That was a lovely punch to the gut.
Miss Valicia thinks victims are the only ones to blame.
Miss Carla felt the need to remind me that I was stupid enough to pick up a snake, so I deserved being bitten.
Thank you so much, sisters.
No wonder my friends in town don't want to hear what I have to say when I feel a bit low because of the long-term consequences of the abuse, and no wonder my own mother wants to forget about the whole thing.
As I told Miss Carla, this is victim-blaming AND my snake looked like a bloody canary when I met him. He was delightful until he morphed into his own version of Mr Hyde. AND, to the rest of the world, he was ALWAYS Mr Charming.
I'm not stupid.
I wasn't stupid back then.
I was targeted by a sick wanker, who, unfortunately, was twisted enough to find a way to control me long enough to do with me as he pleased.
It's frigging easy to say 'Don't pick up a snake if you don't want to be bitten!'. These creatures don't show their fangs until it's too late and the VICTIM cannot escape.

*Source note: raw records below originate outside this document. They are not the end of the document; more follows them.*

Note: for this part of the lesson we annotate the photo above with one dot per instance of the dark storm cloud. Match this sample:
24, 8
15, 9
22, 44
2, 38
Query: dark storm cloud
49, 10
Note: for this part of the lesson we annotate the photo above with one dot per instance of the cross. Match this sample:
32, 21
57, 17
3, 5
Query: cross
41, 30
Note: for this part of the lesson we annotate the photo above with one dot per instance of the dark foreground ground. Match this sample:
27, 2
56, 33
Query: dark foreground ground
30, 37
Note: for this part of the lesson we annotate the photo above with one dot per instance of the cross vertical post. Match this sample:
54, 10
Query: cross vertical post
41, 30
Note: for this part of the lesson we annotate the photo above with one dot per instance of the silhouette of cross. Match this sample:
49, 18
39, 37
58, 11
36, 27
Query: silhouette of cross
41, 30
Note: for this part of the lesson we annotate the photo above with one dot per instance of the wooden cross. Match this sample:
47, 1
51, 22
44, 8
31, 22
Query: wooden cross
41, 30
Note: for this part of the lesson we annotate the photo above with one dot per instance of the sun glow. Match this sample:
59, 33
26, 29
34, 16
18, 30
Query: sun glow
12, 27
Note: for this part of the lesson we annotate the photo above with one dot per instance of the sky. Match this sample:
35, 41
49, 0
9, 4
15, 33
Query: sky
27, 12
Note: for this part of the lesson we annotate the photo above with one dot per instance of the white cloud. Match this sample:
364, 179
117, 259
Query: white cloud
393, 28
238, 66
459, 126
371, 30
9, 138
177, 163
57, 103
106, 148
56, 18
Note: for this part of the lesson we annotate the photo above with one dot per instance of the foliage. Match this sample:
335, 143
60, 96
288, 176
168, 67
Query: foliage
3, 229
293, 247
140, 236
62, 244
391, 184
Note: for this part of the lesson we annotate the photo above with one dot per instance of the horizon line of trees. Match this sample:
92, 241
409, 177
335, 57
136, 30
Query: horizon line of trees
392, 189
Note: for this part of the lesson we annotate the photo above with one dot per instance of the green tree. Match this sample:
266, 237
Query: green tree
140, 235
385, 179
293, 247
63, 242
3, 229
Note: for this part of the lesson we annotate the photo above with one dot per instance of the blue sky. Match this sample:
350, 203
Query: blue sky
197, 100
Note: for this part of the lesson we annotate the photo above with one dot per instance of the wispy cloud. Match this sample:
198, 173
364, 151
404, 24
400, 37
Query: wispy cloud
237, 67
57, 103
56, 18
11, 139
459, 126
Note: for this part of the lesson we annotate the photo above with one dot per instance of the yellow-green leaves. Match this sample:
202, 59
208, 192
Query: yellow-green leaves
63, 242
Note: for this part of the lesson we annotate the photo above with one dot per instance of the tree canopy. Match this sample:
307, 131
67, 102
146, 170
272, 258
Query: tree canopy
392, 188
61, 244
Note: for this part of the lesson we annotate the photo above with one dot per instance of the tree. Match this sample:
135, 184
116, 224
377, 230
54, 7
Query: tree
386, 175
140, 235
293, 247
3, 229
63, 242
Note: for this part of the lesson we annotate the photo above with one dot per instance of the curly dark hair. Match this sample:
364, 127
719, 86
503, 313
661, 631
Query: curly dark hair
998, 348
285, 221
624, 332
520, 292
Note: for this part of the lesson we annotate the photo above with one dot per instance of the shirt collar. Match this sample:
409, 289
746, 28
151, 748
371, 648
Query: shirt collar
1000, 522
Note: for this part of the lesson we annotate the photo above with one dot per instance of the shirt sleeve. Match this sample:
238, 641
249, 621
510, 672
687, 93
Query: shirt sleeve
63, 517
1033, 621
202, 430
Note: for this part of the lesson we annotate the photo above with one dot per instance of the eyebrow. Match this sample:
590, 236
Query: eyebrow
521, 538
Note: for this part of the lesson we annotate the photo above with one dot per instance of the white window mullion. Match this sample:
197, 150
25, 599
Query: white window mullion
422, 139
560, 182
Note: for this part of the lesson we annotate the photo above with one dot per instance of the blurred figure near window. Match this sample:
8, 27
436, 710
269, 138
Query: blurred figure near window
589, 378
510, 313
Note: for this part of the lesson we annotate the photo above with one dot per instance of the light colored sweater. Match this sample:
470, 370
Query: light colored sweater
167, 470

I wish we could eradicate all forms of abuse, but it seems that there's still a lot of education to do if we don't want the Valicias and Carlas of the world to hand out useful advice to not pick up the snake, but it seems that people who haven't been walking in the shoes of a victim of abuse simply cannot understand how devastating and paralysing it can be to find oneself into the clutches/fangs/whatever of a gifted abuser.

We're not stupid.
Our abusers are twisted. They're the ones who must be blamed. To keep working on the snake image, the issue isn't 'Why did the girl pick up the snake in the first place?', but 'Why did that snake think it had the right to bite its rescuer?'.
Victim-blaming isn't nice. There's no need to pile up more negativity on the backs of victims.
I suspect that Miss Carla is in the US. I'll see if she answers when she gets up, but I doubt it...

My first play will be out in June, and I must say I'm 'happy' that it's about abuse and the dire consequences it can generate.